HOUGHTON – Well over 100 Michigan Technological University students gathered Wednesday to learn how to change cultures that permit rape and sexual assault against women.

The evening began with a speech by Russ Funk, a nationally known activist dedicated to helping men combat sexual violence, and continued with a Take Back the Night candlelight vigil and walk through campus, where students showed their solidarity for the cause.

Hopefully, according to Funk, the event – and the leadership of those in attendance – will make Tech’s campus safer.

Students could make a difference, he said, by showing that “at Tech, rape and sexual assault are not tolerated. Another thing is to work with younger folks.”

“Everyone believes rape has no place on a campus like Tech,” he added, noting that “rape is not inevitable. Domestic violence is not inevitable. Nobody is born a rapist. It’s a choice that someone makes.”

But despite many good intentions, nearly one in three women and one in seven men nationwide are victims of rape or dating violence during the course of a college career.

That didn’t surprise a handful of female students at the event, who said they’d all known someone who’d been a victim.

Madison Ziems said men at Tech were generally respectful compared to their counterparts at other schools, but believes there is still a sexual abuse problem on campus.

“As long as it happens, it’s a problem,” she said.

Many of the students in attendance were members of Tech’s Reserve Officer Training Corps. Army ROTC student Matthew McLaughlin acknowledged the military has had some past issues with sexual abuse, but said events like Wednesday’s, along with classwork emphasizing respect and sexual equity, would help build a safer and more equitable military.

“We’re going to be the leaders, and this kind of thing is going to shape the way the Army is for the next few years,” McLaughlin said.

Fellow Army ROTC cadet Alec Bigalke said the event helped him realize that choosing to stand up against abuse and disrespectful language, as well as actual acts of violence, was the most powerful way to affect change.

“Everybody individually has to stand up. If one stands up, more will follow,” Bigalke said.

Disrespect of women, even in all-male situations, is the beginning of the path that leads to sexual violence, Funk explained in his speech. That begins at a young age, he said, when little boys are told to “stop acting like a girl.”

“Being a girl should not be a putdown. It should be a compliment,” he said.

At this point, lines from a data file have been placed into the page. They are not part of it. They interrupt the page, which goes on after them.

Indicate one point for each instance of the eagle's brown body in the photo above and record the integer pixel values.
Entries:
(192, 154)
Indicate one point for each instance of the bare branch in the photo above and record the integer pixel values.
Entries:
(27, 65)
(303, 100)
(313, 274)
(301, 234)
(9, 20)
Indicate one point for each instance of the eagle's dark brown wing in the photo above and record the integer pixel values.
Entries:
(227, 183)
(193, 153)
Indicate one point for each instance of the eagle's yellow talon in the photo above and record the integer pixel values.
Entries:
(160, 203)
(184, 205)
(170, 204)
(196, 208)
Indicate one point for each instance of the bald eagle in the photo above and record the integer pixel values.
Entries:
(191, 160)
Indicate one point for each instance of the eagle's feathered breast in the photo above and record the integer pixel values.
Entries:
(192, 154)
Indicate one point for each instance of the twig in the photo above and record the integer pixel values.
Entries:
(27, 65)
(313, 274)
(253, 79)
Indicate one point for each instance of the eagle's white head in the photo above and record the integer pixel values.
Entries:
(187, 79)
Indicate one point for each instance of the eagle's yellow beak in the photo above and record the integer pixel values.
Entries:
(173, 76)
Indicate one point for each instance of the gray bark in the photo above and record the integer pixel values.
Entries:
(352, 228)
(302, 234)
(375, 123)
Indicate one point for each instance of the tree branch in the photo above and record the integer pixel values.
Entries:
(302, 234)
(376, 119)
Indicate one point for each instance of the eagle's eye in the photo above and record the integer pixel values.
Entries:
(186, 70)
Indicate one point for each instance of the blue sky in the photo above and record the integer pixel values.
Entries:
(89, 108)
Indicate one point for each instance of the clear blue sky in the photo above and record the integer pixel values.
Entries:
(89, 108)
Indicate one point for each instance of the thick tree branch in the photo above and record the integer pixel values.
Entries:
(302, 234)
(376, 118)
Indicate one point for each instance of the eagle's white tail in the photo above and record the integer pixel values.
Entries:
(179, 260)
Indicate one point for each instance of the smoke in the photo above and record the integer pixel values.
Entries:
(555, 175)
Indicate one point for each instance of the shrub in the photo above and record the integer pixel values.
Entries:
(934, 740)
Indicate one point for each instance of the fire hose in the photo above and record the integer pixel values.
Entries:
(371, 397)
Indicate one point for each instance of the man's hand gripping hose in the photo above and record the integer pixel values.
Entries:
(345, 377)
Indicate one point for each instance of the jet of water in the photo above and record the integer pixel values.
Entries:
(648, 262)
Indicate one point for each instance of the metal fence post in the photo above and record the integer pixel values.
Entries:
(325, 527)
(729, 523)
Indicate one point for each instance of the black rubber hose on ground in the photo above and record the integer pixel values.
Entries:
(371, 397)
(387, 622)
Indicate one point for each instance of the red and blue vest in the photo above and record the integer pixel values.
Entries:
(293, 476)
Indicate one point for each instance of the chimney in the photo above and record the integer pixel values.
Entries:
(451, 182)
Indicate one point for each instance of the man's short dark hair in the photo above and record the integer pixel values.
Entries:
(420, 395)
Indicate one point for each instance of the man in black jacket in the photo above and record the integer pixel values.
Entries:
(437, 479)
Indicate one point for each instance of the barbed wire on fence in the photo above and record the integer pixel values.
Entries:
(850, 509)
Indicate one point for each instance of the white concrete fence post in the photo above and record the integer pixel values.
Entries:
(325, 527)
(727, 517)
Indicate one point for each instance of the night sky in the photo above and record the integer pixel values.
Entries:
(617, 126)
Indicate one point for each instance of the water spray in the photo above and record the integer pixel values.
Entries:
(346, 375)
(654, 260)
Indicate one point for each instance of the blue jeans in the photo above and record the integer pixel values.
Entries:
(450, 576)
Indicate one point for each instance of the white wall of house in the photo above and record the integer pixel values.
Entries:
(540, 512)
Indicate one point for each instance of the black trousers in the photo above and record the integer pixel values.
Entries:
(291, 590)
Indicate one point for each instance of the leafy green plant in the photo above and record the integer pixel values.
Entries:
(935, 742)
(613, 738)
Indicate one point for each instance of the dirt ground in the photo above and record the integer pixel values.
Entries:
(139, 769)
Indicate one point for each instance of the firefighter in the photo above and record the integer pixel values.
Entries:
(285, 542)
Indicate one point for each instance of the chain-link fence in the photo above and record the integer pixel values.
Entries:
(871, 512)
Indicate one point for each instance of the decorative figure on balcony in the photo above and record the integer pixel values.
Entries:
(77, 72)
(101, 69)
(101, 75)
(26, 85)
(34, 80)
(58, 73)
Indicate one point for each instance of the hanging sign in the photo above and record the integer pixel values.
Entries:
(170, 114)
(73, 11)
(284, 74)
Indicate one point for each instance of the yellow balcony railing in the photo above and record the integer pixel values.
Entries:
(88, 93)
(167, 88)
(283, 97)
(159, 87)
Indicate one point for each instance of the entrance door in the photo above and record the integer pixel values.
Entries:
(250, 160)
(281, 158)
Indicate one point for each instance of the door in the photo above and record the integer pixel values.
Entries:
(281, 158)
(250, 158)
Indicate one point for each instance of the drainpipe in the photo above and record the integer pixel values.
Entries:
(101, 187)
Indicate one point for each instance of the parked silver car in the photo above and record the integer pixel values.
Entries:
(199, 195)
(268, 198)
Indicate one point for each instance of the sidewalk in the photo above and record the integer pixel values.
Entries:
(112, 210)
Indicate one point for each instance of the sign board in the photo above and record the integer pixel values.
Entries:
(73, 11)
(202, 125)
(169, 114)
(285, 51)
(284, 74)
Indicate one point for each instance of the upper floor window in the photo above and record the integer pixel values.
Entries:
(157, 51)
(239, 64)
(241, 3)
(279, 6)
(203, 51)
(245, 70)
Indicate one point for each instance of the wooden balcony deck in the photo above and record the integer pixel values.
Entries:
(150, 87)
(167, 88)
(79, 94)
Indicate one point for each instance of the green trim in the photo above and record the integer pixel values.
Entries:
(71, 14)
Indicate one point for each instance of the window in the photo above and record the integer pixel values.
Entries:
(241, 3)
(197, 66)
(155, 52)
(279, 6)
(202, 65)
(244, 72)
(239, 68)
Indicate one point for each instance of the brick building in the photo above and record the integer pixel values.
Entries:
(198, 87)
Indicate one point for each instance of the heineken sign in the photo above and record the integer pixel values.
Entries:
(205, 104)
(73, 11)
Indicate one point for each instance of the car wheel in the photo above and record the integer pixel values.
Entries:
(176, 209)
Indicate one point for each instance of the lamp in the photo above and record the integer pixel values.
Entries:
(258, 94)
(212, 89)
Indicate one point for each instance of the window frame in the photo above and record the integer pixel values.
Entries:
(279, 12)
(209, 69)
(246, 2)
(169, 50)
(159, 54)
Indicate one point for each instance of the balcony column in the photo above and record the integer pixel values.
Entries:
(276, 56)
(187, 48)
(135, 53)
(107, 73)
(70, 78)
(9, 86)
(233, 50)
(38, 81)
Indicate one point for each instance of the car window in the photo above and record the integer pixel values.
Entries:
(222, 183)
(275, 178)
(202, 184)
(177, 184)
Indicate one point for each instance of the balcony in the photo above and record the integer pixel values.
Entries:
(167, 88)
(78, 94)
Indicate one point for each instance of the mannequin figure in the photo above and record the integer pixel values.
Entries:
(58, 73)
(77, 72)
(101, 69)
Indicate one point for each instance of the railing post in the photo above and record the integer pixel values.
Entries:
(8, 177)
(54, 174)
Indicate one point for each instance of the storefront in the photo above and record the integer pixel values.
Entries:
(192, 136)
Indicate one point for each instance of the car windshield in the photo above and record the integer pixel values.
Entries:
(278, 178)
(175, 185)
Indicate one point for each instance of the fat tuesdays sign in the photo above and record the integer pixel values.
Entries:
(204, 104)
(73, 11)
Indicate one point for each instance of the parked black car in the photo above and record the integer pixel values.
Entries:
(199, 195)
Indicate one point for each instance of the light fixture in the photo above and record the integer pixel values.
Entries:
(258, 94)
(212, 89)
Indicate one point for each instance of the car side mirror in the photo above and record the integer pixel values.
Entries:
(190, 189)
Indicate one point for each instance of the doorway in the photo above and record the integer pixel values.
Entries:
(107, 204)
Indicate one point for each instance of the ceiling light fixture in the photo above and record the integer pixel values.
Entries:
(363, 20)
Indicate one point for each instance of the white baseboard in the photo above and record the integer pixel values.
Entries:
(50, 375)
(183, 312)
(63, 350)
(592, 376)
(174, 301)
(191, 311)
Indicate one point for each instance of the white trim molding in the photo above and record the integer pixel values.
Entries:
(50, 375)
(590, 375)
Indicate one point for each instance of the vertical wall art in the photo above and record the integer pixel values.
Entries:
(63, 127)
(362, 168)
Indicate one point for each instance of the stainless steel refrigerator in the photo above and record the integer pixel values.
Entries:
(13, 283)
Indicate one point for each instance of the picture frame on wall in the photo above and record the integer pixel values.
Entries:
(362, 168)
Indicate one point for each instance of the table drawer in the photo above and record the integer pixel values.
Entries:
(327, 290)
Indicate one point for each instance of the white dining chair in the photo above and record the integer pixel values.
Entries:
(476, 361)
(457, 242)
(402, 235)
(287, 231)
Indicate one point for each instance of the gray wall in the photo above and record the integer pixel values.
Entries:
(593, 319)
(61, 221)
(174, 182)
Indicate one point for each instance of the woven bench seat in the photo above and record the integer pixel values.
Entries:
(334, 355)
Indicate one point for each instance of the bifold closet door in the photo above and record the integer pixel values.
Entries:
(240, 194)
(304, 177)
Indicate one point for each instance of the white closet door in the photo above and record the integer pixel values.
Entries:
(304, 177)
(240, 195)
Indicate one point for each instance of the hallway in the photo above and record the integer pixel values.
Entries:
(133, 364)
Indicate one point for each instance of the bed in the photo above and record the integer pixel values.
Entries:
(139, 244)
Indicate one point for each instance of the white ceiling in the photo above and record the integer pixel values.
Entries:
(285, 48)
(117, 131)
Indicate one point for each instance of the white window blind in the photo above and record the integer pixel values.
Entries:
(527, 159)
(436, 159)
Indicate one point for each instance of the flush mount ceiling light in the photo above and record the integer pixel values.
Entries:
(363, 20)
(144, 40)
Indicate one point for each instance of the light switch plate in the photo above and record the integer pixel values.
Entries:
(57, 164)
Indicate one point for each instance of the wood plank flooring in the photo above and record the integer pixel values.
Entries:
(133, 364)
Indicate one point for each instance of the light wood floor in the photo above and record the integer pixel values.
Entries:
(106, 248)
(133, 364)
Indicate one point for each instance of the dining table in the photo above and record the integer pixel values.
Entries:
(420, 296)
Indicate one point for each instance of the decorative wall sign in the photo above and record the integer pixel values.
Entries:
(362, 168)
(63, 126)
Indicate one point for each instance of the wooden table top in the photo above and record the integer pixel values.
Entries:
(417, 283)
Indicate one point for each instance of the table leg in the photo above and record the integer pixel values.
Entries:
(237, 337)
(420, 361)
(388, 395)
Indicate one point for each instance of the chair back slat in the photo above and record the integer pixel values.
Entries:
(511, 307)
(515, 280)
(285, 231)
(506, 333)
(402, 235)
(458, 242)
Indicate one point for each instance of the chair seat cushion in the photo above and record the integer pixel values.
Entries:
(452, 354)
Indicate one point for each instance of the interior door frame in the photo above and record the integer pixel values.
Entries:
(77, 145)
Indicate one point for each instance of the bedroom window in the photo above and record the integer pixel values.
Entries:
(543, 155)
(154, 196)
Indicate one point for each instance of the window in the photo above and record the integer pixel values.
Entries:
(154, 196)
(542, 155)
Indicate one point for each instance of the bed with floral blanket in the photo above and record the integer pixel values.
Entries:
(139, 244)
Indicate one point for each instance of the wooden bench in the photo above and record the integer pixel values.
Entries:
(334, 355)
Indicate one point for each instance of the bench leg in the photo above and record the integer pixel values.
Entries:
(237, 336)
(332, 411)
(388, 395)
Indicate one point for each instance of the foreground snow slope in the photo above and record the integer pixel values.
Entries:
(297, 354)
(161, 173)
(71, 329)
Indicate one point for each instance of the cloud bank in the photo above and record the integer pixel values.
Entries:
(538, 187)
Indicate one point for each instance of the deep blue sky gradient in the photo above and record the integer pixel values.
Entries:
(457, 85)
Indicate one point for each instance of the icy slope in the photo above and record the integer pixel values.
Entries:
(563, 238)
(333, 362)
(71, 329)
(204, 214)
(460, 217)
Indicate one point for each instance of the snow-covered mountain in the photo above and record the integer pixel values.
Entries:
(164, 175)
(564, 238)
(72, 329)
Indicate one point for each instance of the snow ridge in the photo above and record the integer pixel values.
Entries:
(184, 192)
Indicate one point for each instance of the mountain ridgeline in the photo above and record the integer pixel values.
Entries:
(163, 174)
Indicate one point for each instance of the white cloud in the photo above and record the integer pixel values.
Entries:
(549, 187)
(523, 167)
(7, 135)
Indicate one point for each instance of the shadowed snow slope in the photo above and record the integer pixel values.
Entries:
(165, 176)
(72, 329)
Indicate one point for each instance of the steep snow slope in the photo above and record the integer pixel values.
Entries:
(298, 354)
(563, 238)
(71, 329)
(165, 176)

Funk said that later in life, locker room talk and other situations where men might put women down contribute to assumptions that violence might be acceptable.

“The moment we start thinking it’s OK to disrespect women is the moment it makes it possible to rape,” he said.

Confronting this disrespect can be hard for a guy, who could face social retaliation, he admitted, turning to an example where he wished he’d been more assertive. Also, it’s unlikely you’ll change the mind of the person spouting the disrespectful language, he said. But what you might do, he said, “change the mind of every man in that locker room.”

Also, he added, if you do stand up for what’s right, you’re likely to get more support from fellow men than expected.

Funk said rape and sexual violence, unlike other crimes, tend to locate the shame around the crime’s victims, rather than the perpetrator. That’s why events like Wednesday’s are so important, he said.

“The Take Back the Night movement is here to take away the shame and the threats,” he said.

Wednesday’s event was sponsored by Tech’s Office of Academic and Community Conduct, Tech’s Outdoor Adventure and Wellness Program, and the Barbara Kettle Gundlach Shelter Home.